1966年の創業以来、50年以上にわたり情報資産マネジメントのリーディングカンパニーとして、企業情報の安全で効率的な・保管・管理・運用をサポートする、株式会社ワンビシアーカイブズ様。2019年には電子契約サービス「WAN-Sign」をリリースするなど、時代に合わせたイノベーティブなサービスを提供し続けています。

こうした特徴ある事業や会社に興味を持つ学生にピンポイントで出会うために、同社では近年リファラル採用やダイレクトリクルーティングを取り入れています。内定者のエンゲージメント向上から紹介につながるように、内定者研修で自社の採用メッセージを考えてもらう工夫をしたそうです。

同社の人事室の宮川様・嶌﨑様・島本様に、リファラル採用を取り入れる背景にあった課題や、MyReferを活用した採用の取り組みについて伺いました。

大量の母集団を形成するよりも、ピンポイントで自社にマッチする学生にアプローチ

まずは、新卒採用の方針について教えてください。

島本氏:
新卒採用の方針としては、数を多く集めるというよりも、当社に対する興味・関心が強く、成長意欲の高い人材といかに出会うかを重視しています。また、同質的な人材に偏るのではなく、「多様な人材の採用」をポリシーに掲げています。

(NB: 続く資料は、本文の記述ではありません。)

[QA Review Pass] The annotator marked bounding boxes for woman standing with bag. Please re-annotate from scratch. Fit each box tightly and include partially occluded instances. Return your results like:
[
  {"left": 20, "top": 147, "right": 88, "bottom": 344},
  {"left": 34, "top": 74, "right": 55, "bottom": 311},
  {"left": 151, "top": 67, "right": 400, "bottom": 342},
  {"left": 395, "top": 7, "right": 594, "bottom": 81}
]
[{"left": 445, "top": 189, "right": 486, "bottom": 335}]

御社に強い興味・関心を持つ層とは、どのような学生なのでしょうか?

宮川氏:
当社はBtoB企業であり、学生に対する知名度はあまり高くありません。いわゆる有名な企業を志向する学生よりも、ユニークなビジネスを展開する“知る人ぞ知る”企業に魅力を感じる学生がターゲットです。特に最近はデジタルトランスフォーメーションへの気運の高まりから、電子契約サービス「WAN-Sign」といった当社独自の事業の将来性に惹かれて興味を持ってくれる学生も多いですね。

そのような学生に出会うために、御社では昨年からリファラル採用やダイレクトリクルーティングを開始していらっしゃいますね。背景にはどのような課題があったのでしょうか?

島本氏:
以前は、就職ナビサイトへの出稿や合同説明会への参加など、多くの学生に接触して母集団を形成していました。しかし、1,000名くらいの学生と接触しても、実際に当社に強い興味を持っている学生の割合は低く、そこからインターンシップや選考に参加する学生は1割程度。労力に見合う成果を感じられずにいました。学生のナビ離れが進んでいることや学生にとって馴染みの薄い事業から、多くの学生に対してアプローチする方法では質の高い母集団の形成に難しさを感じていたのです。

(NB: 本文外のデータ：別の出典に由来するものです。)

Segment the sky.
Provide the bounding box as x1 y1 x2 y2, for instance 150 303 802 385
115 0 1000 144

そこで、もっと良い採用手法がないか情報収集を進めていくなかで、リファラル採用やダイレクトリクルーティングを知りました。この方法ならば、ピンポイントで当社に興味を持つ学生やマッチしそうな学生にアプローチできると考え、取り入れることにしたのです。

内定者とのコミュニケーションに「MyRefer」を活用

株式会社ワンビシアーカイブズ社内風景1

リファラル採用にはどのようなことを期待していましたか?

島本氏:
内定者こそが、当社の魅力や特性をよく知り、当社ニーズにもマッチした人材です。だからこそ、彼らのゼミやサークル、アルバイトなどのつながりで紹介に上がってくる学生は、当社の求める人物像に近い人材だと期待しました
また、内定者のエンゲージメント向上も目的の一つです。自分の友人・知人に紹介するなかで内定先の企業の魅力を再認識してくれることにつながると思います。

宮川氏:
当社の採用方針でもある、「多様な人材の採用」も実現できると考えました。人事が母集団形成をして面接をするという従来型の方法では、どうしても選考通過する人材が同質化してしまいがちです。それに対して内定者からの観点で「この人いいよ!」と紹介してくれる人を集めてみようと思ったのです。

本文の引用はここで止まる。